Monday, November 28, 2005

Tropical storm Delta expected in Morocco late Monday

The US National Hurricane Center (NHC) in Miami said Delta is expected to reach the Moroccan coast and the Spanish-controlled Canary Islands late Monday or early Tuesday.

Delta is the 25th named storm of the record-breaking six-month Atlantic hurricane season, which started on June 1 and officially ends on Wednesday. But forecasters warn that tropical storms and hurricanes can still develop in December.

The storm strengthened in the Atlantic Ocean on Sunday and threatened to strike the Canary Islands as it raced toward the Moroccan coastline.

“Gale-force winds are possible in the Canary and Madeira Islands today and could reach the coast of Morocco by late tonight or early Tuesday,'' the NHC said.

At 03:00 a.m GMT, the storm was centred about 1,280 km west of La Palma in the Canary Islands and was speeding northeast at 43 kph, reported Reuters news agency.

Forecasters at the hurricane centre said it is expected to move over or just north of the Canary Islands on Monday, sending gale-force winds across the archipelago, and then will dissipate over the southern Moroccan coasts in late Monday or early Tuesday.

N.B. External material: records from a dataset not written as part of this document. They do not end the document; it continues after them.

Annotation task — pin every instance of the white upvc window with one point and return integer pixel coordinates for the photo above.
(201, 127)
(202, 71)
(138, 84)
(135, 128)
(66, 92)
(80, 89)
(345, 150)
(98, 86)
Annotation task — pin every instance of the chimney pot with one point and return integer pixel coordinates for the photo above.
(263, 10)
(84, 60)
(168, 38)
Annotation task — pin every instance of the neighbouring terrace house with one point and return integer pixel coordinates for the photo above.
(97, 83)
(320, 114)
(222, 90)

Delta is a strong tropical storm with sustained winds just below hurricane level. For a storm to be named, it needs to have sustained winds reaching a minimum 62 kph, while a hurricane is a storm with a cyclonic wind circulation of at least 117 kph.

The current Atlantic hurricane season has broken some long-standing records, including the most tropical storms and hurricanes.

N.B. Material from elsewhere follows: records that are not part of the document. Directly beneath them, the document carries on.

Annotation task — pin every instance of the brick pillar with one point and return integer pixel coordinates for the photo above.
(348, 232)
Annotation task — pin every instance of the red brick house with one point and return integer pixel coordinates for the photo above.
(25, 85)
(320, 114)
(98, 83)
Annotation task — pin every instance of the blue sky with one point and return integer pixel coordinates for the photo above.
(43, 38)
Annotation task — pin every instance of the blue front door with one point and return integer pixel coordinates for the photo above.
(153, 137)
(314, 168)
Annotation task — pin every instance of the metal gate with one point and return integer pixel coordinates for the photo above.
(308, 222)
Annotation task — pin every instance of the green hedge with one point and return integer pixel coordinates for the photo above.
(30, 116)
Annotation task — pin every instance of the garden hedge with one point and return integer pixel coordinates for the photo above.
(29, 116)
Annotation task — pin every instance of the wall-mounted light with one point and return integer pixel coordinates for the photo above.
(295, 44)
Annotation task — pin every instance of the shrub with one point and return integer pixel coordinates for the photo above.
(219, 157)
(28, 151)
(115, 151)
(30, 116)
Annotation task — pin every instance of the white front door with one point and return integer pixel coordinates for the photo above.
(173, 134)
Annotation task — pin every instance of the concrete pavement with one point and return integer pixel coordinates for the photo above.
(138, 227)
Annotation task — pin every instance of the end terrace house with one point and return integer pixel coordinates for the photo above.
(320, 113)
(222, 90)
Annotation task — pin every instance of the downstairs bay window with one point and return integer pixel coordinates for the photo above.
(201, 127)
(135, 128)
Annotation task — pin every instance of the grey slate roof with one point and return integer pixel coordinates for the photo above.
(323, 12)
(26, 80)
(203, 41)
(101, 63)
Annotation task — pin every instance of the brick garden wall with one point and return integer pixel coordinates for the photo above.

A total of 25 named storms have been registered between June and the end of November, breaking the old record of 21 during the 1993 season. Thirteen hurricanes have struck so far, shattering the 1969 record of 12.

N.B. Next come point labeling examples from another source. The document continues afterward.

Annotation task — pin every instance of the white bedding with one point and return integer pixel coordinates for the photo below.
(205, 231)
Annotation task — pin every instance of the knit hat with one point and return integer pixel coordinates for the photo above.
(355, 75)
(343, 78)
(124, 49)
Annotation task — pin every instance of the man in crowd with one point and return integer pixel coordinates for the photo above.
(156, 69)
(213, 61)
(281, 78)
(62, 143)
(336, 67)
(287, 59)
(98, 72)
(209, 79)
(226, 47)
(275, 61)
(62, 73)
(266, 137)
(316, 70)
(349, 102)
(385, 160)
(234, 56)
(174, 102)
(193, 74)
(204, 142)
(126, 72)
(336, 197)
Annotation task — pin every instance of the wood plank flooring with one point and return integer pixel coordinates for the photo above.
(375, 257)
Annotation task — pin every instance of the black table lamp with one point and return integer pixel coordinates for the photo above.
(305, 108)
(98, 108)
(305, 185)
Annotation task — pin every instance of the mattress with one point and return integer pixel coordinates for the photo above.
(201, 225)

The season has set another record of three category five hurricanes, Katrina, Rita, and Wilma, the highest number in one season. Wilma would become the strongest hurricane on record in the Atlantic Basin, with a pressure of 882 mb, breaking the 1988 Gilbert recod held with a 888-mb pressure.

The season has also registered records for the costliest ever US natural disaster, caused by Hurricane Katrina, which struck New Orleans and the Mississippi Gulf Coast in August.